The present invention relates generally to the treating of wells, and, in a more particular embodiment, to a method and apparatus for accurately placing a well treatment fluid in a a hydrocarbon-producing well. The present invention relates to a downhole device that is capable of detecting the position of a fluid interface so that a well treatment can be placed with greater along hole depth precision in a given well.
A variety of well treatments using treating fluids are performed in the completion and stimulation of oil and gas wells. These treatments include, but are not limited to: well remediation, non-damaging kill fluids, water abatement with polymerizing gels, water abatement by relative permeability reduction, gas abatement with foams and gelled foams, clay stabilization, scale inhibition, wax deposition and removal, and hydraulic fracture treatments. Depending on the purpose of the treatment, the treating fluid may or may not be applied along the entire length (depth) of the well. In instances where the purpose of the treatment is to cause a change in only a localized region along the depth of the well, it is desirable to limit contact between the treating fluid and the rest of the formation.
For example, cementing treatments are carried out in the construction and repair of wells utilizing a cement composition as the treating fluid. In forming a cement composition, a hydraulic cement is normally mixed with water and other additives to form a pumpable cement composition that is placed in a subterranean zone that is penetrated by well bore. After placement in the zone, the cement composition sets into a hard, substantially impermeable mass within the zone.
The most common cementing treatment or operation performed in the construction of a well is primary cementing, wherein a metal pipe string, such as casing or a liner, is placed in the well bore and bonded therein by cement. Other cementing treatments utilized in wells are usually remedial in nature. For example, a cement composition is often squeezed into cracks or openings in pipe disposed in the well bore, in the cement sheath in the annulus between the pipe and the well bore, and in other similar locations and allowed to set, so that the cracks or openings are plugged.
High viscosity well treating fluids are also utilized in well completions and in the stimulation of formations penetrated by the well bore to enhance the production of oil and gas therefrom. The most common of such treating fluids are high viscosity gelled fluids that are utilized in completion treatments, such as in forming gravel packs, and stimulation treatments, such as hydraulic fracturing.
Hydraulic fracturing is performed by injecting a high viscosity fluid through the well bore into the subterranean formation that is to be fractured and applying sufficient fluid pressure on the formation to cause its breakdown and the production of one or more fractures therein.
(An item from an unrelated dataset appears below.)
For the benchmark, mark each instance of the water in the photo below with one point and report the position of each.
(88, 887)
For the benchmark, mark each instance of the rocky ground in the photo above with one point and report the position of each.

A fracture proppant material, such as sand or other particulate material, is usually suspended in the high viscosity fracturing fluid so that the proppant material is carried into the fractures and deposited therein. When pressure on the fractured formation is released, the fractures are propped open by the proppant material therein.
Another instance in which it is desired to treat a specific portion of the formation is in wells that have a significant water production. While the oil well is usually completed so as to draw from an oil-bearing zone, in wells where there is a water bearing zone adjacent to the oil zone or there is a water drive mechanism, the water often flows into the well by way of natural fractures, coning, bottom or edge water encroachment, channels behind pipe and high permeability streaks in the formation. In the production of such wells, the ratio of water to oil recovered may become so high that the cost of producing the water, separating the water from the produced oil and disposing of the water represents a significant economic loss.
It is known to use cross-linking aqueous polymer solutions to reduce the production of water from such wells. According to common practice, an aqueous polymer solution is pumped into the water bearing portion of the formation. The polymer solution then crosslinks so that it forms a stiff gel. The gel plugs the natural fractures, intergranular porosity, channels and high permeability streaks through which water would otherwise flow into the wellbore. An example of such process can be found in U.S. Pat. No. 5,181,568, hereby incorporated herein by reference.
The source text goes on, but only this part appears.